The critical problem with gRPC is that it uses protocol buffers.

Which are...terrible.

Example: structured schema, but no way to require fields.

Well the competition is REST which doesn’t have a schema or required fields, so not much of a problem.

  • > Well the competition is REST which doesn’t have a schema or required fields, so not much of a problem.

    A vague architecture style is not competition to a concrete framework. At best, you're claiming that the competition to gRPC is rolling your own ad-hoc RPC implementation.

    What I expect to happen now is an epiphany. Why do most developers look at tools like gRPC and still decide it's a far better option to roll their own HTTP-based RPC interface? I mean, it's a rational choice for most. Think about that for a moment.

With Protobuf this is a conscious decision to avoid back-compat issues. I'm not sure if I like it.

  • That's exactly how these systems fail in the marketplace. You make one decision that's good for, say, 50% of cases but disqualifying for 50% of cases and you lose 50% of the market.

    Make 5 decisions like that and you lost 31/32 of the market.

Some people complain about that, but I have yet to see anyone demonstrate that this is an actual problem. Show me the scenario where this is a show stopper.

You have all the permutations that sail under the name "REST" to some degree, where there seems to be no rules and everyone does something different. And then you have an RPC mechanism that is about two orders of magnitude tigher and people complain about not having required fields?
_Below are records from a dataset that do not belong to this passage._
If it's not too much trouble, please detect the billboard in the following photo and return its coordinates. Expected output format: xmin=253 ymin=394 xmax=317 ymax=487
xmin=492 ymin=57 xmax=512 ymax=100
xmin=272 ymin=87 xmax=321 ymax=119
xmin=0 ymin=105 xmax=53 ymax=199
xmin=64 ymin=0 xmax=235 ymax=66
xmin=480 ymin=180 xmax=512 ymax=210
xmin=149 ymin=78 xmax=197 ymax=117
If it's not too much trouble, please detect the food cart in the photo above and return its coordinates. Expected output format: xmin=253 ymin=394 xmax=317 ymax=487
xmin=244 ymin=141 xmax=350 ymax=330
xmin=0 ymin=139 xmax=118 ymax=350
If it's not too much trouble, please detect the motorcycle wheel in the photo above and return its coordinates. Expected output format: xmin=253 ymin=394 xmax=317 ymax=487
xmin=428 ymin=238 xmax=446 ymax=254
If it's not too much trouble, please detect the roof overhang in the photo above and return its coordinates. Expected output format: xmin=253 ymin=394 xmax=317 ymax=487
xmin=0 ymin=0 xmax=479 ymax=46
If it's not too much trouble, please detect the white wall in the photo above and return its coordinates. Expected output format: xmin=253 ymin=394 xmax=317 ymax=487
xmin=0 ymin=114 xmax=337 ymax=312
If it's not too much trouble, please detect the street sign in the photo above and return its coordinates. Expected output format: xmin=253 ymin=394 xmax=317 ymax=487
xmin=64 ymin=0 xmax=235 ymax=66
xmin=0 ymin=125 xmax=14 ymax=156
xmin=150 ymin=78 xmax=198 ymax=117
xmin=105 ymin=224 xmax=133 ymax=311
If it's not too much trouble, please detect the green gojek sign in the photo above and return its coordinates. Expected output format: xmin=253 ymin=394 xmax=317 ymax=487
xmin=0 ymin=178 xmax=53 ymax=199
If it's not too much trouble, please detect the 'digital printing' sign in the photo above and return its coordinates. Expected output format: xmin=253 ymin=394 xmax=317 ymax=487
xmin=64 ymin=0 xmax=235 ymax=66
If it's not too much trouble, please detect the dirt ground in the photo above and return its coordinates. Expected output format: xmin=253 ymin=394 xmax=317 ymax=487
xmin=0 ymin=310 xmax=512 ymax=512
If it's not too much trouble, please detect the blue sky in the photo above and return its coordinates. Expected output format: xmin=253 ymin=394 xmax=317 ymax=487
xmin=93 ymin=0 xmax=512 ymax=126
How? Why? What are they on about?

I mean, if you write validation code for every type, by hand, you will probably still have to do less overall work than for REST'ish monstrosities. But since you have a lot more regularity, you can actually generate this code. Or use reflection.

How much time do people really spend on their interface types? After the initial design I rarely touch them. They're like less than a percent of the overall work.